The leader of the New Forces Movement party and former Georgian President Mikheil Saakashvili said he was questioned by prosecutors on Jan. 9 regarding the 2014 killings on Independence Square in Kyiv (Maidan Nezalezhnosti), and that two more questioning sessions were set for Jan. 10.
“I was questioned for two hours at a prosecutor’s office yesterday regarding the killings at Maidan,” in light of the allegations “made on an Italian channel […] that I ordered some Georgian snipers to shoot people,” Saakashvili wrote on Facebook on Jan. 10.
The investigators were “very friendly and professional,” but “the entire system is idling,” he wrote.
“The two main cases of that epoch – the poisoning of Viktor Yuschenko and the shootings at Maidan – have still not been investigated. That is, there are still people in the Ukrainian leadership who aren’t interested in these cases being investigated,” Saakashvili wrote.
He wrote that he had “wasted two precious hours for fiction” on Jan. 9 and was facing two more questioning sessions on Jan. 10 morning.
It has been reported that an Italian TV channel showed a documentary in which three Georgians said they had been recruited in 2013 and shot both law-enforcement officers and protesters at Maidan in 2014.
Lawyers for former Ukrainian President Viktor Yanukovych cited these videos as evidence for the defense in proceedings in which he is being tried on charges of high treason.

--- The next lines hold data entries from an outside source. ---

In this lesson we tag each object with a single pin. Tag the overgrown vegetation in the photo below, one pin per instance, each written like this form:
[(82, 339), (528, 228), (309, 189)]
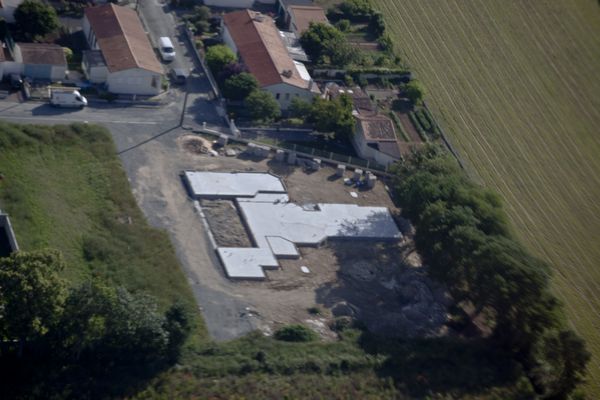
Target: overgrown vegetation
[(115, 312), (327, 116), (35, 19), (463, 235)]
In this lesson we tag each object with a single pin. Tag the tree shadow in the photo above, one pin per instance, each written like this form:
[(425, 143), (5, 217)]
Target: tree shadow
[(448, 365)]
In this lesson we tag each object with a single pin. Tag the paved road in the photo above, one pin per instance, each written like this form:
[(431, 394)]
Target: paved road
[(146, 140)]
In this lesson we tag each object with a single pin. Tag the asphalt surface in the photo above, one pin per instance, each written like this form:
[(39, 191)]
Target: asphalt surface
[(146, 141)]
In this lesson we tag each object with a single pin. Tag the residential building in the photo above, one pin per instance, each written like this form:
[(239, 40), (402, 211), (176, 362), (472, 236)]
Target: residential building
[(122, 56), (300, 18), (375, 139), (256, 39), (41, 61), (8, 8)]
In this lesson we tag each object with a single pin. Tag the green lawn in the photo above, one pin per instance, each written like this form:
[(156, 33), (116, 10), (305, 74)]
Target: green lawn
[(515, 84), (64, 187)]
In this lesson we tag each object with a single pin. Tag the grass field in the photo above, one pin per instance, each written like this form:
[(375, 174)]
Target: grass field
[(517, 88), (64, 188)]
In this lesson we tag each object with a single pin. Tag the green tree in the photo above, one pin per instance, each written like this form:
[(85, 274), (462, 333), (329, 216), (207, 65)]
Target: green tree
[(36, 19), (314, 40), (32, 295), (561, 359), (178, 326), (356, 8), (333, 116), (300, 108), (112, 325), (239, 86), (262, 106), (414, 91), (217, 57)]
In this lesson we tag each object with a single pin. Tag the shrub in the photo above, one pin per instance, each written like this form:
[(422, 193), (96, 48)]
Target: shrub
[(314, 310), (295, 333), (239, 86), (217, 57), (423, 121), (262, 106), (343, 25), (415, 91)]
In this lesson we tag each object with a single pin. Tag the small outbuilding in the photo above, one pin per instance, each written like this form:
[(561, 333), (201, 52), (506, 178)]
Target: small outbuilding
[(122, 56), (41, 61)]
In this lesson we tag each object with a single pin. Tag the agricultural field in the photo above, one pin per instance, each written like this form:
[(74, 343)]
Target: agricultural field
[(516, 87)]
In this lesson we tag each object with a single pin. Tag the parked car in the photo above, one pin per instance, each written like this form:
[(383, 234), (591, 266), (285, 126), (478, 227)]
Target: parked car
[(178, 76), (67, 98), (16, 82), (166, 49)]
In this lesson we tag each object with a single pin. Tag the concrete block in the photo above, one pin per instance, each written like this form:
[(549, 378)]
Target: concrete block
[(279, 155), (371, 180), (292, 158), (251, 148)]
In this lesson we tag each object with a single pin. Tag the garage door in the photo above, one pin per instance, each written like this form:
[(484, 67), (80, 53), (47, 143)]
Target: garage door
[(38, 71)]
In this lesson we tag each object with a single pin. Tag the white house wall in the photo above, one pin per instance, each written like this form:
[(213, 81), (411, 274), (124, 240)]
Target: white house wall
[(284, 94), (230, 3), (228, 40), (134, 81), (12, 67)]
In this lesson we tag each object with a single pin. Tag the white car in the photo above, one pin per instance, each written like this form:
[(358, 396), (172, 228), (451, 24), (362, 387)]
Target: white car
[(166, 49), (67, 98)]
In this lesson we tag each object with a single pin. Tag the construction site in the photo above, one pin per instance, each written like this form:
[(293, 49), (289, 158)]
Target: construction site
[(306, 242)]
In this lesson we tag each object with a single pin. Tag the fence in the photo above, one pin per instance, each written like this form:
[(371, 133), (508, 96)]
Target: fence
[(304, 151)]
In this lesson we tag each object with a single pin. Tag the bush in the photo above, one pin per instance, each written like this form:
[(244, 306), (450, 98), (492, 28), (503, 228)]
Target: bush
[(414, 91), (418, 127), (423, 121), (217, 57), (343, 25), (295, 333), (262, 106)]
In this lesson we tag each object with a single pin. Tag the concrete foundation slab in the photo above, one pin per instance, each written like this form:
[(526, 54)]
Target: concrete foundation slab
[(246, 263), (310, 228), (231, 184)]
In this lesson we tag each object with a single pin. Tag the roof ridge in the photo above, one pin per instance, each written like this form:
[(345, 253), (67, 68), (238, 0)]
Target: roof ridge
[(262, 40), (120, 25)]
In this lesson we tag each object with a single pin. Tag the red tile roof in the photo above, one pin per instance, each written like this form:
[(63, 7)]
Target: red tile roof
[(122, 38), (262, 50)]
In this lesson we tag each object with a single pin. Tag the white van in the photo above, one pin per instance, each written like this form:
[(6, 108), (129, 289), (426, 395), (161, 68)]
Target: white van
[(67, 98), (165, 47)]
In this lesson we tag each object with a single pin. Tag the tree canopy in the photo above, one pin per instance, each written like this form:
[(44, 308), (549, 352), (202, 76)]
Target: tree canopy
[(414, 91), (36, 19), (239, 86), (217, 57), (462, 233), (32, 294), (262, 106), (324, 43), (333, 115)]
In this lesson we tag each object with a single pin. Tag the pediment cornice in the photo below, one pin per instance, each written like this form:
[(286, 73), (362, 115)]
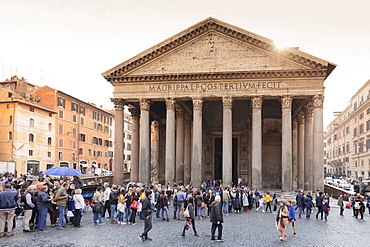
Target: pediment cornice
[(214, 25)]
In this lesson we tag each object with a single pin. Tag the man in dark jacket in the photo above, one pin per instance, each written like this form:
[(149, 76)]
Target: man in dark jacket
[(146, 210), (8, 203), (216, 219)]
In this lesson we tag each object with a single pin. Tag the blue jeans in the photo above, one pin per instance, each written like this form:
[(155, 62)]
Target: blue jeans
[(42, 218), (308, 212), (199, 210), (62, 213), (97, 218), (120, 216), (112, 212), (163, 211), (300, 209), (225, 207)]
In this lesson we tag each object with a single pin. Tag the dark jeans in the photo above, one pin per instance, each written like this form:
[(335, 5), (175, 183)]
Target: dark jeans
[(213, 230), (147, 226), (193, 226), (133, 215), (106, 208), (77, 217)]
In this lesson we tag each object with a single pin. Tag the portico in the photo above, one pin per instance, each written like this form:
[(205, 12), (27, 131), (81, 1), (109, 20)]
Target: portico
[(225, 101)]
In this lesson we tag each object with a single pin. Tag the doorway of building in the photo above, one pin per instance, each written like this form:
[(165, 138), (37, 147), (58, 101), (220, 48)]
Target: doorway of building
[(218, 159)]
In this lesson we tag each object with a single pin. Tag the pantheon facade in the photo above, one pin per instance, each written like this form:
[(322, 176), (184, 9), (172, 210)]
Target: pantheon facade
[(224, 103)]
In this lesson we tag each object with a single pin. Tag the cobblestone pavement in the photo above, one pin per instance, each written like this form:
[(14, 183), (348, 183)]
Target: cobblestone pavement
[(246, 229)]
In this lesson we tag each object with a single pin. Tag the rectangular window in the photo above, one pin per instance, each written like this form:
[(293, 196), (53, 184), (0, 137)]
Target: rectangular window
[(61, 102), (74, 107)]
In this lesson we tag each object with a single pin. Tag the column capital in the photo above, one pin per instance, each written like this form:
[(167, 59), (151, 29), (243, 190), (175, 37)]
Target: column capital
[(179, 112), (145, 104), (170, 104), (308, 110), (318, 101), (257, 102), (119, 103), (134, 111), (227, 102), (301, 118), (197, 103), (286, 102)]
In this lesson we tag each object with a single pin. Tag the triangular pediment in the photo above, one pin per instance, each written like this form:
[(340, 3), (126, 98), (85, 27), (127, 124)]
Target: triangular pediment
[(212, 46)]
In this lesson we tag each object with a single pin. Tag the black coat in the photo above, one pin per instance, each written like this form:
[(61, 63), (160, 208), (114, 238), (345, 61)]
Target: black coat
[(216, 213)]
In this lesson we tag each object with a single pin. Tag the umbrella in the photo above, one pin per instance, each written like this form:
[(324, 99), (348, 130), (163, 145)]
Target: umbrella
[(62, 171)]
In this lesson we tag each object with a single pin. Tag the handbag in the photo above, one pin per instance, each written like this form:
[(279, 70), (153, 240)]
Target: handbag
[(186, 212), (135, 204)]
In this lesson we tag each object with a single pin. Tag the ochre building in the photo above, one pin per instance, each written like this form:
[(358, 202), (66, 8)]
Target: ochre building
[(227, 104)]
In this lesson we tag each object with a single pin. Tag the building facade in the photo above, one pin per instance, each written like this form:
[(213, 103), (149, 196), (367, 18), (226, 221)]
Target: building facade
[(348, 138), (27, 131), (227, 104)]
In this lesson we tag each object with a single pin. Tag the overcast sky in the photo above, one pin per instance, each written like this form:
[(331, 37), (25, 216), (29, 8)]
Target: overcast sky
[(67, 44)]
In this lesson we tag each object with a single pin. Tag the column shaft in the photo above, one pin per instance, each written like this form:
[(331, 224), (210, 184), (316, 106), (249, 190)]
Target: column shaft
[(256, 143), (227, 145), (318, 137), (179, 145), (170, 142), (134, 172), (286, 144), (144, 152), (196, 164)]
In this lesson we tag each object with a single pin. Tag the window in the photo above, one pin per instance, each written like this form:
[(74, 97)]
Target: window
[(82, 110), (82, 137), (74, 107), (60, 155), (61, 129), (61, 102), (60, 143)]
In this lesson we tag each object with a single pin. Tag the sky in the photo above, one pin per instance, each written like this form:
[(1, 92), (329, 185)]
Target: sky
[(67, 44)]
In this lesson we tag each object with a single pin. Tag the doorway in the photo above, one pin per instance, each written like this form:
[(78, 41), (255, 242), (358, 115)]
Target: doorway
[(218, 160)]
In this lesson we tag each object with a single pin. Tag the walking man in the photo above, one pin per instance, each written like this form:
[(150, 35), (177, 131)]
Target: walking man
[(147, 212), (216, 219)]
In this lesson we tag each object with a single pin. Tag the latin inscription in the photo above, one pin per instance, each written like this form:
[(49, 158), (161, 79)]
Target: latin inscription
[(215, 86)]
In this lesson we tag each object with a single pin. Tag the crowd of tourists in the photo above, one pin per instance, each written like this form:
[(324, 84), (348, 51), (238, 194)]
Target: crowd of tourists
[(62, 200)]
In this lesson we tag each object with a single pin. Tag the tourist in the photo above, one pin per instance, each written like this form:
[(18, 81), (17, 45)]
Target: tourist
[(79, 206), (43, 201), (308, 205), (216, 219), (29, 201), (341, 205), (98, 207), (61, 200), (147, 212), (8, 204), (282, 220), (189, 219)]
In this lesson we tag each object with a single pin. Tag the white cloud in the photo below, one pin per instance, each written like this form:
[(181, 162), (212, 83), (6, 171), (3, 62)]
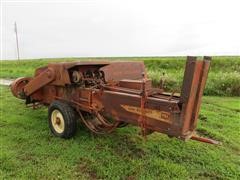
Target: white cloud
[(121, 28)]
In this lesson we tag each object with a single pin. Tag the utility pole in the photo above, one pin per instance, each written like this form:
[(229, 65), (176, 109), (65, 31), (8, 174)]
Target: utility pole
[(15, 25)]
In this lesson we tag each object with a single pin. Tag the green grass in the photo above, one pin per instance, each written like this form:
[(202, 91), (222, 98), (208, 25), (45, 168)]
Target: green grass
[(223, 80), (30, 151)]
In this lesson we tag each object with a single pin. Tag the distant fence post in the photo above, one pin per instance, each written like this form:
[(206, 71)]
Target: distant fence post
[(15, 28)]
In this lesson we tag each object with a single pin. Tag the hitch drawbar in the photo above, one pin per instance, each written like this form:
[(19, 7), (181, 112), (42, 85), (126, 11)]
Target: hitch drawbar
[(109, 95)]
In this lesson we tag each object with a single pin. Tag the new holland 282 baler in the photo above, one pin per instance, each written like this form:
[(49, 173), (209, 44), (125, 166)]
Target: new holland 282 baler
[(108, 95)]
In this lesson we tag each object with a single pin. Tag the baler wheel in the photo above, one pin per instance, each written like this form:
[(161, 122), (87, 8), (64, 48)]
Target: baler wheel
[(62, 119)]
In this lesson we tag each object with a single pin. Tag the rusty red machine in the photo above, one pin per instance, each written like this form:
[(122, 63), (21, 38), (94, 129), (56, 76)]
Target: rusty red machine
[(108, 95)]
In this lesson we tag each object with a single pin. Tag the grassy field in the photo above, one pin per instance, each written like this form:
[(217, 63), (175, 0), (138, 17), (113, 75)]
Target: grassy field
[(223, 80), (30, 151)]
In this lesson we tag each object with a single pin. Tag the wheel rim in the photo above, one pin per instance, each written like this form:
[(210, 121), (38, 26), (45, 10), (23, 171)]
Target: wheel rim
[(57, 121)]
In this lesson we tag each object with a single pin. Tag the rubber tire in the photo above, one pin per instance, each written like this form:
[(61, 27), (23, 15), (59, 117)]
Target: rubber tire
[(69, 116)]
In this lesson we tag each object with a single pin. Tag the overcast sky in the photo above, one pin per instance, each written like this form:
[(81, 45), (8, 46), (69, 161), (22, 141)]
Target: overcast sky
[(120, 28)]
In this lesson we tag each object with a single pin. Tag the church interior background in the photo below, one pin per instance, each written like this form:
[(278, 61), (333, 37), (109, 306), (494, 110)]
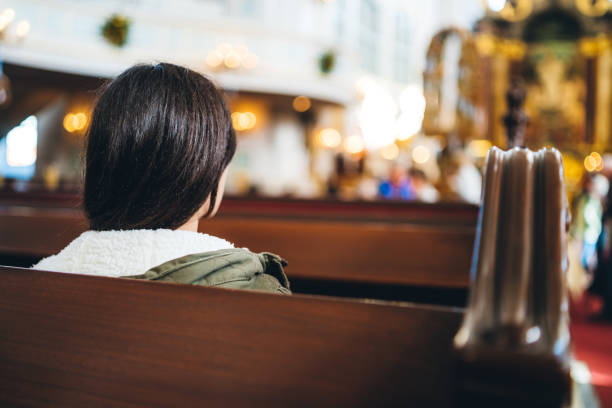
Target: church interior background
[(358, 100), (372, 103)]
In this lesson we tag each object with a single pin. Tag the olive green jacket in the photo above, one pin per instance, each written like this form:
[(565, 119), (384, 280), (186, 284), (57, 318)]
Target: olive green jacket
[(234, 268)]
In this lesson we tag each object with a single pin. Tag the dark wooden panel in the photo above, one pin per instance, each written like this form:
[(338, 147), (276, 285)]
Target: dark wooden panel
[(71, 340), (373, 252)]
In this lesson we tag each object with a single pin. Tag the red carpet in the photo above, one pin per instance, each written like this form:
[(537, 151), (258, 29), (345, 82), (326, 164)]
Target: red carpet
[(592, 343)]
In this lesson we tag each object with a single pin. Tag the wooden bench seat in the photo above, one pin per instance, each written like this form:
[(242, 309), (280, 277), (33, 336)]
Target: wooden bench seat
[(72, 340), (366, 252)]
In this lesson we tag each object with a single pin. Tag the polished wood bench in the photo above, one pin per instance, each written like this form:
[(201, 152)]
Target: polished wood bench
[(72, 340), (380, 256)]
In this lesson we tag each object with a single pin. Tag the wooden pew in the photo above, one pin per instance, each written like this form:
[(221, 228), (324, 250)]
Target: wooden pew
[(75, 341), (332, 245)]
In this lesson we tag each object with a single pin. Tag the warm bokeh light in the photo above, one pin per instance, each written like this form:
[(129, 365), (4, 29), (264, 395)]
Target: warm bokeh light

Kyiv’s Sviatoshynsky District Court has granted a motion filed by the defense for two former members of the Berkut riot police charged with the mass killing of activists in central Kyiv on Feb. 20, 2014, in which they ask for the questioning of two Georgian citizens who are willing to testify that unidentified snipers shot protesters and law-enforcement officers. The Ukrainian Prosecutor General’s Office agreed that such questioning would be reasonable.